Mario Aguilar covers technology in health care, including artificial intelligence, virtual reality, wearable devices, telehealth, and digital therapeutics. His stories explore how tech is changing the practice of health care and the business and policy challenges to realizing tech’s promise. He’s also the co-author of the free, twice weekly STAT Health Tech newsletter. You can reach Mario on Signal at mariojoze.13.

On Wednesday, over 60 health tech companies signed a pledge orchestrated by the Centers for Medicare and Medicaid Services to make health data-sharing easier and to build apps for patients to access and act on their health data. CMS Administrator Mehmet Oz said in a press release that the agreement signals a coming “paradigm shift in the U.S. healthcare system.”

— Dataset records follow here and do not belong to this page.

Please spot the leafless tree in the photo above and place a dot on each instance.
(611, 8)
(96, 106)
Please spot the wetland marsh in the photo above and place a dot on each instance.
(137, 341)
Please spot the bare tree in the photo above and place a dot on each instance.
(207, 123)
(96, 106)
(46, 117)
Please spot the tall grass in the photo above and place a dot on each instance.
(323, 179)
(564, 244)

Some of the biggest names in health care and technology agreed to the pledge, including Amazon, Apple, Google, OpenAI, Epic, Microsoft, CVS Health, and UnitedHealth Group.

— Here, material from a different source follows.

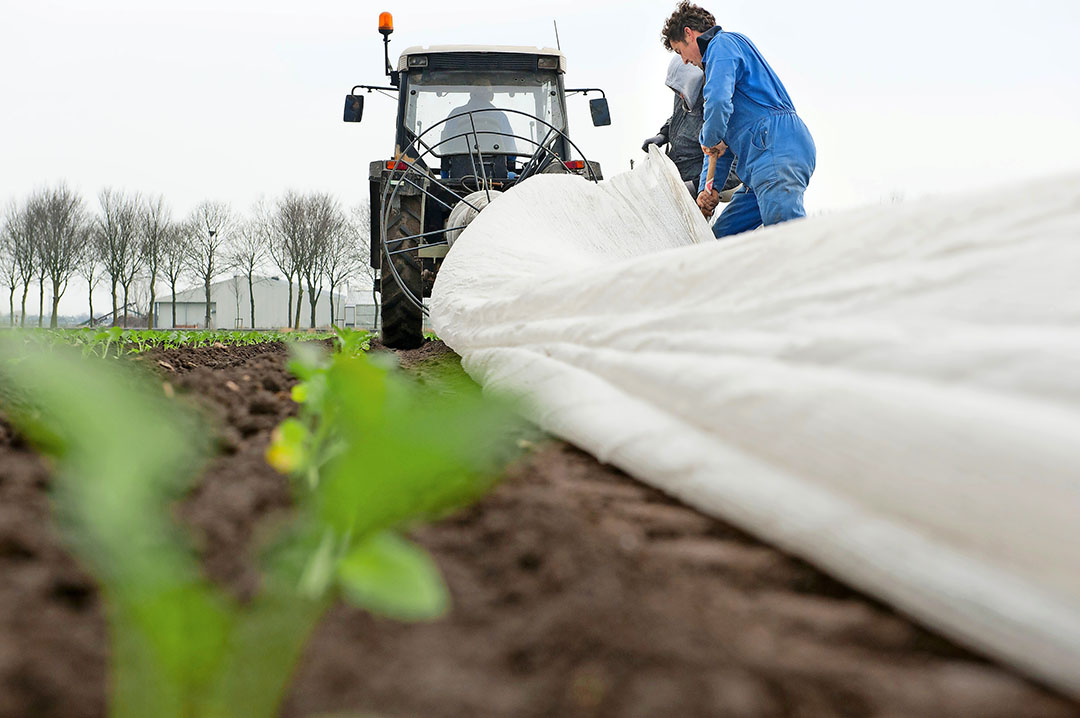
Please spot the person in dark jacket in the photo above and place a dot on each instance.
(747, 114)
(683, 129)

By signing the pledge, health tech companies promised that they will work collaboratively to deliver results on developing “trusted, patient-centered and practical data exchange” in the first quarter of 2026. Specifically, the proposal creates a new category of “CMS Aligned Networks” that meet the agency’s new “Interoperability Framework” criteria, which include the use of up-to-date data-sharing standards.